Volendo essere brutalmente onesti, Bussetti ha fatto saltare sulla sedia più d’uno, soprattutto quando ha risposto alla domanda sull’assenza di fondi previsti in legge di bilancio per scuola e università: “Non chiederemo più soldi, non è detto che per migliorare servano più finanziamenti: la scuola deve diventare efficiente con quello che ha. Come diceva mia nonna: ci si scalda con la legna che si ha”. Nel pieno rispetto della nonna del Ministro e della cultura sapienziale che ha saputo trasmettere al nipote, la legna a disposizione è talmente poca che non scalderebbe nemmeno una scuola in buono stato di salute, figurarsi quella attuale, che Bussetti ha ereditato in grave ipotermia e che così morirà presto di freddo. Se non lo ha già fatto in dignitosa sordina.

La legna stipata in cascina per la scuola, ad onor del vero, non è mai stata molta e sicuramente sempre insufficiente rispetto sia all’importanza dell’istituzione, sia alla sua sopravvivenza. In caso contrario, solo per esempio, il Miur non avrebbe dovuto operare, siamo nel 2017, una decurtazione arbitraria delle ore di esecuzione musicale agli studenti già iscritti nei licei musicali. Se avesse avuto i fondi che non ha, non sarebbe stato un problema reclutare il numero di docenti sufficienti in proporzione agli studenti iscritti. E, soprattutto, se avesse avuto i soldi che non ha, non avrebbe dovuto subire ben 11 sentenze sfavorevoli, di cui una del Consiglio di Stato e l’ultima del Tar che, di fatto, commissaria il Miur per ristabilire la situazione antecedente alla nota del 2017. Tralascio di soffermarmi troppo su un aspetto che ritengo comunque di importanza sostanziale: non ci si può opporre con ostinazione all’attuazione di una sentenza (e ne sono passate in giudicato ben 11), fino al commissariamento, e poi pretendere di educare gli studenti alla legalità attraverso l’istituzione di una cabina di regia. Non fateci sopportare anche questo.

Sembra questione di lana caprina quella appena presa ad esempio ma traccia un confine importante, troppo spesso oltrepassato da un ministero in continuo affanno e troppo spesso costretto ad investire più in ricorsi, cause perse, risarcimenti ed avvocati, rispetto a didattica, innovazione, edilizia scolastica e reclutamento. Non si può scaldare con un cerino chi sta per morire assiderato, questo il Ministro lo capisca il prima possibile. Il problema di come affrontare l’inverno ce lo avranno i professori, che da dicembre torneranno, attraverso le sigle sindacali di riferimento, a trattare il rinnovo di contratto. Ma senza legna sarà dura anche lì. Poco possono fare i milioncini sfilati all’alternanza scuola lavoro, che forse andava veramente riorganizzata ma non privata dei fondi ad essa destinati.

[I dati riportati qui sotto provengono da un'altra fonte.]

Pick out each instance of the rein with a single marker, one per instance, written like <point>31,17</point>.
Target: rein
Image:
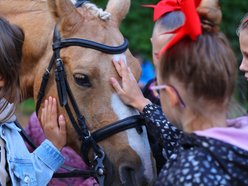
<point>65,95</point>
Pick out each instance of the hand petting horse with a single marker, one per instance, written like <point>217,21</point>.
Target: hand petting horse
<point>72,49</point>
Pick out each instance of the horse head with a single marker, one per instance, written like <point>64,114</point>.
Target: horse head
<point>128,157</point>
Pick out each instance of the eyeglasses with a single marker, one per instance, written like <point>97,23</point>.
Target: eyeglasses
<point>160,87</point>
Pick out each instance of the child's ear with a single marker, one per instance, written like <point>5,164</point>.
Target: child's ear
<point>1,82</point>
<point>172,95</point>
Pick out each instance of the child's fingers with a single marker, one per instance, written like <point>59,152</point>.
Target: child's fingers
<point>54,107</point>
<point>124,70</point>
<point>131,74</point>
<point>45,109</point>
<point>50,104</point>
<point>42,115</point>
<point>117,67</point>
<point>116,86</point>
<point>62,124</point>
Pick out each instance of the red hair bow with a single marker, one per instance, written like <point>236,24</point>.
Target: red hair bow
<point>192,24</point>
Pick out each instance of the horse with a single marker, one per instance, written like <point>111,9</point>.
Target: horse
<point>86,70</point>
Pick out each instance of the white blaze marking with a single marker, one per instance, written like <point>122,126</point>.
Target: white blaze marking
<point>117,58</point>
<point>138,142</point>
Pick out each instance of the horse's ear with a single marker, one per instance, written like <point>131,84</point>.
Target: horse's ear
<point>64,10</point>
<point>118,9</point>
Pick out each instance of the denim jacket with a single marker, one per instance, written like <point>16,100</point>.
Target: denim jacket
<point>25,168</point>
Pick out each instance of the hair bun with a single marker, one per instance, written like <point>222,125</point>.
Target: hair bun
<point>210,15</point>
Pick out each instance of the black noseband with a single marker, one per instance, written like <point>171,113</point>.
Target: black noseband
<point>65,97</point>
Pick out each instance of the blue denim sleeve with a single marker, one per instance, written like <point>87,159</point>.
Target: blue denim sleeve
<point>168,134</point>
<point>46,160</point>
<point>49,155</point>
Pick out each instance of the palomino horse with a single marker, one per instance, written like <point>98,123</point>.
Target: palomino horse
<point>128,158</point>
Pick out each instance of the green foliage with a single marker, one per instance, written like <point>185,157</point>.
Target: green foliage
<point>137,27</point>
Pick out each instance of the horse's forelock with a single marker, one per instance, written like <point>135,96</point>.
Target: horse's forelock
<point>99,12</point>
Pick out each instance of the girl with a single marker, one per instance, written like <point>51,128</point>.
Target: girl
<point>196,78</point>
<point>243,40</point>
<point>24,168</point>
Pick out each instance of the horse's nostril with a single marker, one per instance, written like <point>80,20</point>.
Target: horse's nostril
<point>129,176</point>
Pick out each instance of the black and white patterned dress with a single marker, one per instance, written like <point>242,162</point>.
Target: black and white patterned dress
<point>193,160</point>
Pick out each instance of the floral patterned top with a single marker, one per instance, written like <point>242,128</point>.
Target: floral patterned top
<point>195,160</point>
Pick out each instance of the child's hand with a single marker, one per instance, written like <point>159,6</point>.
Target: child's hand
<point>54,127</point>
<point>130,92</point>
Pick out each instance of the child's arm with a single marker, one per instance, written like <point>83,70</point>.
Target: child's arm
<point>54,127</point>
<point>131,94</point>
<point>47,157</point>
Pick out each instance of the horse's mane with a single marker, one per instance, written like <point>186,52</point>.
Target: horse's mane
<point>99,12</point>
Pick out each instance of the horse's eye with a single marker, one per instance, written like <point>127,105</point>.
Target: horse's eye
<point>82,80</point>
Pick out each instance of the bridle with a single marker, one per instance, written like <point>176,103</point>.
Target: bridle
<point>65,95</point>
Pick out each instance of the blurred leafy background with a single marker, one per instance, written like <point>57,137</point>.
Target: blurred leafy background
<point>138,24</point>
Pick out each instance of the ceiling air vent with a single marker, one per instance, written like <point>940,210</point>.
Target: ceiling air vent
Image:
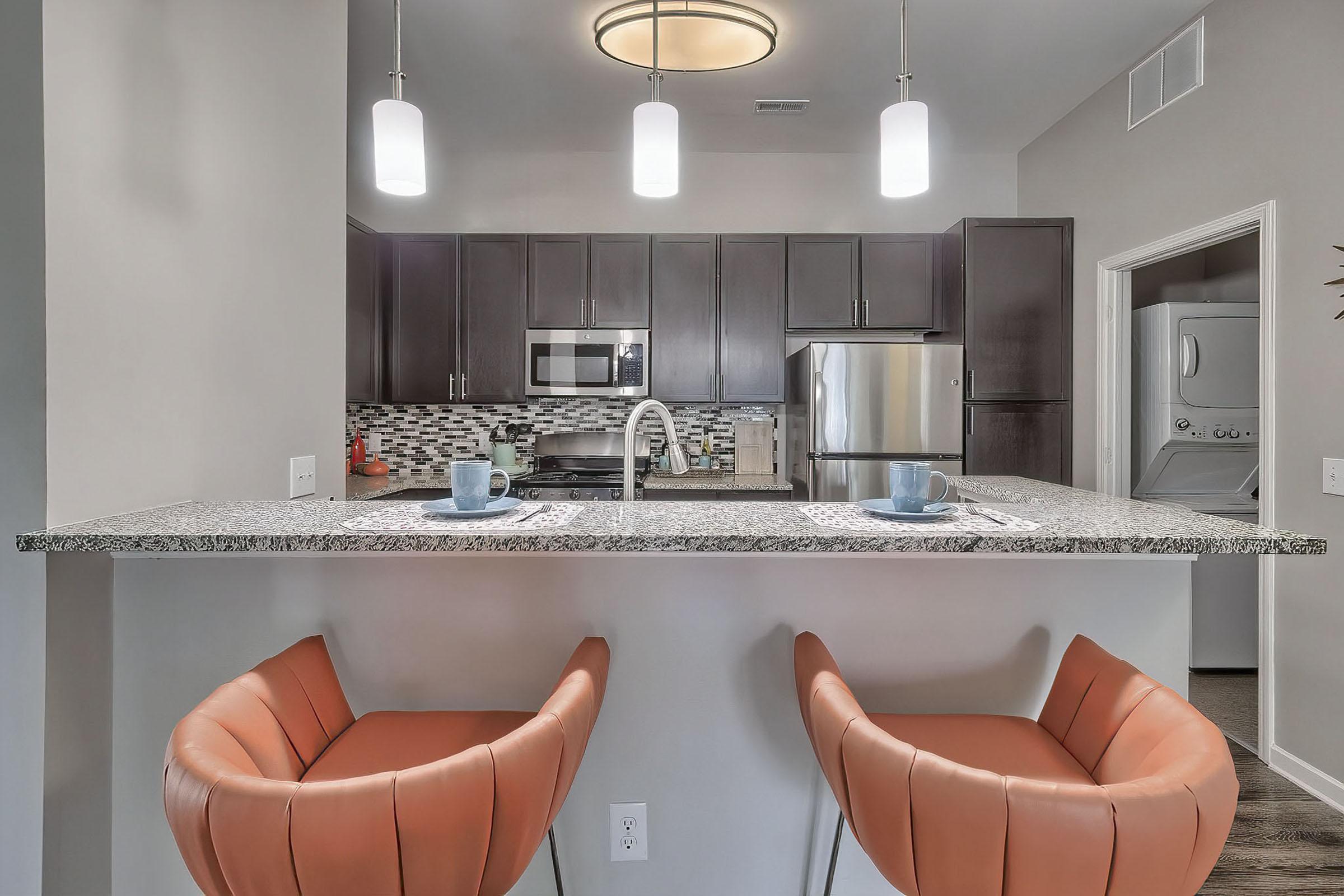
<point>781,106</point>
<point>1167,76</point>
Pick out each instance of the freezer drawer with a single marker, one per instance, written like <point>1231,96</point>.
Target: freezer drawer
<point>857,480</point>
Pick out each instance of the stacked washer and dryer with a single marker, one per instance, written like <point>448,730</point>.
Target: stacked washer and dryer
<point>1197,445</point>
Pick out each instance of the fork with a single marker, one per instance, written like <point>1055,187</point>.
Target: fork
<point>543,508</point>
<point>973,511</point>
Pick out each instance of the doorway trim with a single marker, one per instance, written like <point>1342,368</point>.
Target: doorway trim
<point>1114,304</point>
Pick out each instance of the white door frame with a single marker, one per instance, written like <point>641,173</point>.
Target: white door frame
<point>1114,305</point>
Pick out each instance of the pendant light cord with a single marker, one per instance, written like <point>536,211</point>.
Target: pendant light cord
<point>656,77</point>
<point>397,74</point>
<point>904,78</point>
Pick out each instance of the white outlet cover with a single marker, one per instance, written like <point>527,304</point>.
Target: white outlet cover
<point>1332,476</point>
<point>303,476</point>
<point>629,832</point>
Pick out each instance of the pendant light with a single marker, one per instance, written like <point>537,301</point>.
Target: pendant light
<point>905,136</point>
<point>398,130</point>
<point>656,162</point>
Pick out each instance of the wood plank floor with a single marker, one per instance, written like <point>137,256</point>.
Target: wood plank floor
<point>1231,702</point>
<point>1284,840</point>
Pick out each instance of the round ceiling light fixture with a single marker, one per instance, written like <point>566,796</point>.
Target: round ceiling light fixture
<point>696,35</point>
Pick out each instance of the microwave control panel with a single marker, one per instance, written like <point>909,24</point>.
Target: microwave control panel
<point>629,370</point>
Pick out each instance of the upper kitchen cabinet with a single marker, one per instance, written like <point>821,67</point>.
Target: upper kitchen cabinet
<point>752,318</point>
<point>1019,292</point>
<point>363,319</point>
<point>823,281</point>
<point>558,281</point>
<point>686,318</point>
<point>619,281</point>
<point>1032,440</point>
<point>899,281</point>
<point>494,315</point>
<point>422,319</point>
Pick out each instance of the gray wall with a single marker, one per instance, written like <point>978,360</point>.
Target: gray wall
<point>1265,125</point>
<point>22,444</point>
<point>195,233</point>
<point>721,193</point>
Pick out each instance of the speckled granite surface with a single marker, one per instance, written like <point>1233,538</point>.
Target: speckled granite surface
<point>1073,521</point>
<point>362,488</point>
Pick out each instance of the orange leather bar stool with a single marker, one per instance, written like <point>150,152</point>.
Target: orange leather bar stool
<point>274,789</point>
<point>1120,789</point>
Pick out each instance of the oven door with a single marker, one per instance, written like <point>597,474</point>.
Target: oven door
<point>613,363</point>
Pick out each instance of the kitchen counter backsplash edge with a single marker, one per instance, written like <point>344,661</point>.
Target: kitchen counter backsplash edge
<point>420,440</point>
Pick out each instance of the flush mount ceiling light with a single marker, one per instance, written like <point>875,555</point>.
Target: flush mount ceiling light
<point>905,136</point>
<point>697,35</point>
<point>398,130</point>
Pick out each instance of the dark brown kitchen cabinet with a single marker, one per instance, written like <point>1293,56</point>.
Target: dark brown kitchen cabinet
<point>1014,438</point>
<point>557,281</point>
<point>494,318</point>
<point>619,281</point>
<point>1018,291</point>
<point>686,318</point>
<point>363,316</point>
<point>752,318</point>
<point>823,281</point>
<point>421,319</point>
<point>898,281</point>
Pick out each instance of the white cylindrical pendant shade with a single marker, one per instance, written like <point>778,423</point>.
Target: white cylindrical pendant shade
<point>398,148</point>
<point>656,160</point>
<point>905,150</point>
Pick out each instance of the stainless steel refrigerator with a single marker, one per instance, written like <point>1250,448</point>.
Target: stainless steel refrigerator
<point>852,408</point>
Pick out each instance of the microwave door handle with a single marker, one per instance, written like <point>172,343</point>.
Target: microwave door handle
<point>1188,355</point>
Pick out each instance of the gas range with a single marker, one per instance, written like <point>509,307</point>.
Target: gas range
<point>581,466</point>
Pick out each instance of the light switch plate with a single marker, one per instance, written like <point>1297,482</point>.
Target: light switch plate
<point>629,832</point>
<point>1332,476</point>
<point>303,476</point>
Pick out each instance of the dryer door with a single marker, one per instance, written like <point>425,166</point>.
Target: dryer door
<point>1220,362</point>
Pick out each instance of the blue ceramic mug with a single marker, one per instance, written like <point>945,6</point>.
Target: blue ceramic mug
<point>911,486</point>
<point>471,483</point>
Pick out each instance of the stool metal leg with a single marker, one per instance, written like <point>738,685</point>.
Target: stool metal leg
<point>556,863</point>
<point>835,855</point>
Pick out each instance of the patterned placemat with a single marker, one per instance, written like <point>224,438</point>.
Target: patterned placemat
<point>402,517</point>
<point>847,516</point>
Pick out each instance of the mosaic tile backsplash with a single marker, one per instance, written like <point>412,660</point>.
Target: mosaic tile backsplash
<point>422,438</point>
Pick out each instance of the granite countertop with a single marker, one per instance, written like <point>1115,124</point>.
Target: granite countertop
<point>1072,521</point>
<point>362,488</point>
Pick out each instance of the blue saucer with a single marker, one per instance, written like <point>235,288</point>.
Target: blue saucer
<point>445,508</point>
<point>932,512</point>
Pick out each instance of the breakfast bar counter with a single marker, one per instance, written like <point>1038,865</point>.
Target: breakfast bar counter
<point>147,613</point>
<point>1062,520</point>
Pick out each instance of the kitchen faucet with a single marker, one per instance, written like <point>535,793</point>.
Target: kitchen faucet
<point>676,454</point>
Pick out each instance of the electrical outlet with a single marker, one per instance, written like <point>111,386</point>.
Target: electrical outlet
<point>303,476</point>
<point>1332,476</point>
<point>629,825</point>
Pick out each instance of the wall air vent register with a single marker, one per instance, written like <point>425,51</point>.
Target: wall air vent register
<point>1167,76</point>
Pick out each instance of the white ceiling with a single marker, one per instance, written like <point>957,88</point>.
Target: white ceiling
<point>523,76</point>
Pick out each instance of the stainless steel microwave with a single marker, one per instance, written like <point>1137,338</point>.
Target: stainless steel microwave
<point>588,362</point>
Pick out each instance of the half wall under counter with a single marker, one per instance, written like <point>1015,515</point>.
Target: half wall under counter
<point>147,613</point>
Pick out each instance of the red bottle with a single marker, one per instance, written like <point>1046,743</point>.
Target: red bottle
<point>357,450</point>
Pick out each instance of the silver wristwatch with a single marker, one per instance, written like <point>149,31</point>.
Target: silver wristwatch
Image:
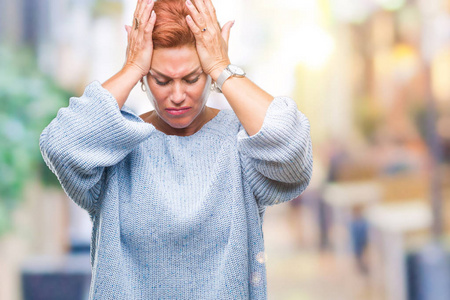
<point>230,70</point>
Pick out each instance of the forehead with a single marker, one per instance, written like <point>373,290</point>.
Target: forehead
<point>175,62</point>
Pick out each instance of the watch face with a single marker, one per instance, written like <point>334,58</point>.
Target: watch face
<point>236,70</point>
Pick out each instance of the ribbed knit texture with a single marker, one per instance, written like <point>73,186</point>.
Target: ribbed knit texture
<point>176,217</point>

Insomma, le questioni in ballo sono molteplici e rappresenterebbero ognuna un capitolo di spesa. Invece, il consiglio della nonna di Bussetti diviene merce preziosa e l’ammonimento del giorno è quello di accontentarsi del poco che si ha e che non è detto che serva molto di più per fare bene. Sarà. Qui il primo passo da compiere, ancora prima di stimare il quantitativo della legna in cascina, è capire se il malato risponde, se c’è ancora battito, se la scuola, Dio non voglia, non sia già morta di freddo.